Paris à la recherche d'une place. On lui donnait des adresses, des recommandations excellentes. Mais en

ce terrible mois de décembre, si froid et si court de jour, chargé de dépenses et de préoccupations, les

employés patientent et les patrons aussi. Chacun tâche de finir l'année dans le calme, remettant au mois

de janvier, à ce grand saut du temps vers une autre étape, les changements, les améliorations, des

tentatives de vie nouvelle.

Partout où M. Joyeuse se présentait, il voyait les visages se refroidir subitement dès qu'il expliquait le but
de sa visite: «Tiens! vous n'êtes plus chez Hemerlingue et fils? Comment cela se fait-il?» Il expliquait la

chose de son mieux par un caprice du patron, ce féroce Hemerlingue que Paris connaissait; mais il sentait

de la froideur, de la méfiance, dans cette réponse uniforme: «Revenez nous voir après les fêtes.» Et,

timide comme il était déjà, il en arrivait à ne plus se présenter nulle part, à passer vingt fois devant la

même porte, dont il n'aurait jamais franchi le seuil sans la pensée de ses filles.
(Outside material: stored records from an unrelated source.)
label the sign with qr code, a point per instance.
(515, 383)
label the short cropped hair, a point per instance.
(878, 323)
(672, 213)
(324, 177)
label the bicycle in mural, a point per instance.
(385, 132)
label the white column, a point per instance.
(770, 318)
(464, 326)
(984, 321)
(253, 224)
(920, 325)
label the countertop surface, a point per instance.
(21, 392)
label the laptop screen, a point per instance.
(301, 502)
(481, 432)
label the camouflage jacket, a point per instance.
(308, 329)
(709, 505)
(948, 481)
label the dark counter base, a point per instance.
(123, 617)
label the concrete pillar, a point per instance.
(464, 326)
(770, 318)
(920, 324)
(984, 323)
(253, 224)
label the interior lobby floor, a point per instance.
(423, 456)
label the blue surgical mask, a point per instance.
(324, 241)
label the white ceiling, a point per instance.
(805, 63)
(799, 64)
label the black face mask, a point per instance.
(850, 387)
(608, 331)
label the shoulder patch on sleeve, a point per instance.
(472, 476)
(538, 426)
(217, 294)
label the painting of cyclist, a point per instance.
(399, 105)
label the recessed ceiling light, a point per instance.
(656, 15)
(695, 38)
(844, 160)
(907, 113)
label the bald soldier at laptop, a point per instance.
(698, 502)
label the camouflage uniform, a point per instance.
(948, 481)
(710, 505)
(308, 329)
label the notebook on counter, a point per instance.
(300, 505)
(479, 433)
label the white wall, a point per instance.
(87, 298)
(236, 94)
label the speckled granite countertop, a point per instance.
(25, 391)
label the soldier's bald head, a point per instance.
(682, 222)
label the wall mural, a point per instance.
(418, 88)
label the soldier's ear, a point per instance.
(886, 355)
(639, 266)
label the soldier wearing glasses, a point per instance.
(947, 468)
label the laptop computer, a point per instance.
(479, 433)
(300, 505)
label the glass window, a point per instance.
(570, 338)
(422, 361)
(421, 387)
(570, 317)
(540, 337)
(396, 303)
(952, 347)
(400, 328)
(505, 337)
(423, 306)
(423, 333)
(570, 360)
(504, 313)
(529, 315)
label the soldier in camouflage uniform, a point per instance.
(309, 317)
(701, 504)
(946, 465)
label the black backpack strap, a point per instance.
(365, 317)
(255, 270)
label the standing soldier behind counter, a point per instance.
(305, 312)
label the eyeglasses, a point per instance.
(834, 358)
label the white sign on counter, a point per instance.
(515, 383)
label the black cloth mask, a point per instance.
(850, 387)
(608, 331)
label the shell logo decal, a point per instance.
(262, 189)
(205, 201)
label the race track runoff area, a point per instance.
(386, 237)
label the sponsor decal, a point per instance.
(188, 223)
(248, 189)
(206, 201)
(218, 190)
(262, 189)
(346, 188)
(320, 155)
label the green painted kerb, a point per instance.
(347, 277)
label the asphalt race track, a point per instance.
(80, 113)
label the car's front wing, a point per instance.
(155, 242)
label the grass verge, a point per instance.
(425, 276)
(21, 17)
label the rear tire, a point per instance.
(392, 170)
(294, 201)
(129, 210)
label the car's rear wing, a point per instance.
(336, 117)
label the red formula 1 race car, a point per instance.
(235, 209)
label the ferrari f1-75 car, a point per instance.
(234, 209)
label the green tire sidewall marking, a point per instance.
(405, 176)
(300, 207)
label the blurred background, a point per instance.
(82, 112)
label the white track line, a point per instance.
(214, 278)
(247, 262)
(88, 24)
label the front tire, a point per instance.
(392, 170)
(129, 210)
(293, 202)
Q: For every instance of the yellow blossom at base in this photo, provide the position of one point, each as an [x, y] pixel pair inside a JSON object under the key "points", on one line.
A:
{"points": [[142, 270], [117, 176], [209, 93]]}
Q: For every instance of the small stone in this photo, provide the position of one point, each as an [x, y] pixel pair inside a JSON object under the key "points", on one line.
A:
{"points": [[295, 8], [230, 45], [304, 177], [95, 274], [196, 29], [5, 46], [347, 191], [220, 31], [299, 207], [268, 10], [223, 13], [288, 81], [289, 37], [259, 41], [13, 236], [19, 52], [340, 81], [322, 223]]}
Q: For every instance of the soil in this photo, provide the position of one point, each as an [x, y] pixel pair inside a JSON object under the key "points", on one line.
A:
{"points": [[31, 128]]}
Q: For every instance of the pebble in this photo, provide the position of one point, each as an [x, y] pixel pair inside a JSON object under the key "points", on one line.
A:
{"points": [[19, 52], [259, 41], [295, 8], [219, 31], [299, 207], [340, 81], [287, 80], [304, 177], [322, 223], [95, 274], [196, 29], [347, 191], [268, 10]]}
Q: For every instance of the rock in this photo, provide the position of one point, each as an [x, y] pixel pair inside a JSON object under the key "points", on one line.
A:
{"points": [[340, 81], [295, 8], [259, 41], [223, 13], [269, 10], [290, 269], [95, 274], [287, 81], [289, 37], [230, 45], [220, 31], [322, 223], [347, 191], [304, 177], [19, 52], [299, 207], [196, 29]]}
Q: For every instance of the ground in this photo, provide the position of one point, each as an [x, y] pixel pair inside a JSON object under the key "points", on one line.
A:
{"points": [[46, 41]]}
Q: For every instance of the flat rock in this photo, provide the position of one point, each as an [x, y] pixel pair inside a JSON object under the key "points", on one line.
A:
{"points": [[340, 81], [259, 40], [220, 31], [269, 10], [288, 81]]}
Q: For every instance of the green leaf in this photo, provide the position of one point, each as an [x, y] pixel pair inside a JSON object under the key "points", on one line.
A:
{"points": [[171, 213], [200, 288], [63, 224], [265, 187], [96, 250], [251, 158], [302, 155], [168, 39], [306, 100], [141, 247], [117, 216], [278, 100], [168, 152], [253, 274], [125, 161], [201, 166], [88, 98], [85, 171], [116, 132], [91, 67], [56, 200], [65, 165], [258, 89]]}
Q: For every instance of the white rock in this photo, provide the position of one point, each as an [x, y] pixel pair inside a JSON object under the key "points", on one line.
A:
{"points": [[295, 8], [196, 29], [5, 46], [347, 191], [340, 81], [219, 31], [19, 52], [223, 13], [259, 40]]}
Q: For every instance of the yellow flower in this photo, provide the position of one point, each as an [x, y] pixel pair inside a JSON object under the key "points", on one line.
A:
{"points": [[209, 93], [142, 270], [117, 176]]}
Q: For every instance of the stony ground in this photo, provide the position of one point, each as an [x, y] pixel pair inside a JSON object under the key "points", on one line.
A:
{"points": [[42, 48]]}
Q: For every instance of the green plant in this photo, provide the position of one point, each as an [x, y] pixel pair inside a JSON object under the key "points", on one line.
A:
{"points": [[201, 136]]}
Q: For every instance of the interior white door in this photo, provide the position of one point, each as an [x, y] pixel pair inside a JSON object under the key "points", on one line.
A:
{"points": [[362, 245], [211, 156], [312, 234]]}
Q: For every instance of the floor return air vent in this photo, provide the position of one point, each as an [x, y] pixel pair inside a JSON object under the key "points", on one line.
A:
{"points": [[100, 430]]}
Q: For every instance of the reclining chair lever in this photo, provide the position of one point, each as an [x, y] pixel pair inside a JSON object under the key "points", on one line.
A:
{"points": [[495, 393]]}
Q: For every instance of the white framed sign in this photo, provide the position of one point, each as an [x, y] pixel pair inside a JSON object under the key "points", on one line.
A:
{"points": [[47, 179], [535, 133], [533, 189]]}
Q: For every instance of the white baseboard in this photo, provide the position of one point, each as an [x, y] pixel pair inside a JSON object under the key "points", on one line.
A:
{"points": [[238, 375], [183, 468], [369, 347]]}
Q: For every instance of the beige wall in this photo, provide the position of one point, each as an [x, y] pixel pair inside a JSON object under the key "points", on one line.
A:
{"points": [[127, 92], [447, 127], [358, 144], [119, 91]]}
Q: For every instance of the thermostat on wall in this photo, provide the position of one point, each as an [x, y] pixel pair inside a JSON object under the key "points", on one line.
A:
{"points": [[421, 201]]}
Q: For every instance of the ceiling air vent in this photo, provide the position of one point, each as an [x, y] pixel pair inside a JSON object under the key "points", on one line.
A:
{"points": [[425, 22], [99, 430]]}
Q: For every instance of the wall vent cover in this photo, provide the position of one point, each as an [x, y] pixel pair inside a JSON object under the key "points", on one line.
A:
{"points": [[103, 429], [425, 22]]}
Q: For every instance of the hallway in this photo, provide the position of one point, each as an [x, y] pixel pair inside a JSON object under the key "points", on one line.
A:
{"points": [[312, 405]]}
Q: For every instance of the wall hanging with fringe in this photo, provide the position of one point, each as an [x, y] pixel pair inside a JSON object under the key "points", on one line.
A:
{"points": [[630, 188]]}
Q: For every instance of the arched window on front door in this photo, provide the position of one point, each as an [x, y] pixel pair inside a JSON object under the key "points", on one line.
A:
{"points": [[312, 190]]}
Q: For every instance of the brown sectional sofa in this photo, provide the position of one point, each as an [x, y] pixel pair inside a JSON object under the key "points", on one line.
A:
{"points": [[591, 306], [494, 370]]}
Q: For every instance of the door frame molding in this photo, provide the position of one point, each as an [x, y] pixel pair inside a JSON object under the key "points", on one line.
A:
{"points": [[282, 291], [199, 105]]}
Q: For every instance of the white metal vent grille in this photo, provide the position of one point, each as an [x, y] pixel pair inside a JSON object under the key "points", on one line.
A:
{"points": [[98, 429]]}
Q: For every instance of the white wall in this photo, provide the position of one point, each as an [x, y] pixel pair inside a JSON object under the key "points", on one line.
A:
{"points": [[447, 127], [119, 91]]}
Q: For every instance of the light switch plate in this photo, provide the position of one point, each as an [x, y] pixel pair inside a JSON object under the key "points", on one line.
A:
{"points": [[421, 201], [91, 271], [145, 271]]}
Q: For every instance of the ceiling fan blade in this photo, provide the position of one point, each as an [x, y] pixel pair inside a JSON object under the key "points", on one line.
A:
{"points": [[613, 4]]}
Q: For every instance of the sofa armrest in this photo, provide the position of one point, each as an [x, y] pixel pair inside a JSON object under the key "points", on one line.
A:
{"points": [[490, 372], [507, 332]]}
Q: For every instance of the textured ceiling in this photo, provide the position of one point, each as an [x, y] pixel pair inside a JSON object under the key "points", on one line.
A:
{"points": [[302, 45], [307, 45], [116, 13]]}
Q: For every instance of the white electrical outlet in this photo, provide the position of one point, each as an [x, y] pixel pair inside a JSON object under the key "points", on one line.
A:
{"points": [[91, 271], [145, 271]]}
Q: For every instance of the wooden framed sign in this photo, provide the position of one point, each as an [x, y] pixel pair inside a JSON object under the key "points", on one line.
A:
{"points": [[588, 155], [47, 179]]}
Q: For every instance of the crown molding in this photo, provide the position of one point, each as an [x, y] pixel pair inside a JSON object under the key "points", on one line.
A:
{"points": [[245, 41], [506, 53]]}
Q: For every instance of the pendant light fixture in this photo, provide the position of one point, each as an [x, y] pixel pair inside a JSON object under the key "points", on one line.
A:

Cela seul le poussait par

les épaules, lui donnait du coeur aux jambes, l'envoyait dans la même journée aux extrémités opposées de

Paris, à des adresses très vagues que des camarades lui donnaient, à Aubervilliers, dans une grande

fabrique de noir animal, où on le faisait revenir pour rien trois jours de suite.

Oh! les courses sous la pluie, sous le givre, les portes fermées, le patron qui est sorti ou qui a du monde,
les paroles données et tout à coup reprises, les espoirs déçus, l'énervement des longues attentes, les

humiliations réservées à tout homme qui demande de l'ouvrage, comme si c'était une honte d'en manquer;

M. Joyeuse connut toutes ces tristesses et aussi les bonnes volontés qui se lassent, se découragent devant

la persistance du guignon. Et vous pensez si le dur martyre de «l'homme qui cherche une place» fut

décuplé par les mirages de son imagination, par ces chimères qui se levaient pour lui du pavé de Paris

pendant qu'il l'arpentait en tous sens.